News is not just newspapers, a lesson still, amazingly, dawning on many in 2011. From CNN’s online leadership to AOL’s hyper-aggressive hiring to Bloomberg’s multi-market forays to Atlantic Media’s digital re-loading to National Journal’s new weight in the news marketplace, most of the innovation is coming from outside newspapers. On a local level, Patch’s influence is no longer a joke to newspaper publishers and the regional start-ups, from Bay Citizen to Texas Tribune to MinnPost, are increasingly embarrassing the older dailies with which they’re competing. Companies like expanding Main Street Connect are using the efficiencies of digital publish to compete in smaller New England towns. News entrepreneurs will figure out low-cost models that work, whether next year or 2015.
Of course, it’s a question of how much time newspapers have, and that’s a complex brew of print ad revenues, overall circulation — and what’s happening in the non-newspaper parts of the news world.

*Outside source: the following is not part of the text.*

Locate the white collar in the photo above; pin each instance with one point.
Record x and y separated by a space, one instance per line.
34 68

So, we’d expect more offense out of newspaper companies. More investment in offense, and not just in defense.
We do see some movement.
This week, the Chicago Tribune is going public with its reinvestment (in newsroom and in print product) plans, paralleling what The Dallas Morning News has done over the past two years. The Arkansas Democrat-Gazette itself is reinvesting digitally, now under the leadership of Conan Gallaty, an alum, of both The New York Times Regional News Group and Morris. Yet, as the tablet revolution dawns, throwing publishers a potential lifeline, news publishers badly need reinvestment in technology (web apps, per the FT innovative approach announced this week), in product development (mainly tablets), and in simply upgrading their reporting power and quality, so much of which has been lost in the last five years. There’s far too much waiting, and far too little impactful innovation. Too much, for metro and smaller papers, innovation is measured in onesies and twosies.
So circa mid-2011, we’ll have to give an incomplete grade to paid digital circulation tests. One hurdle, a hurdle of fear, may have been surmounted, but the obstacles of finding significant new reader revenue lines still lie largely ahead.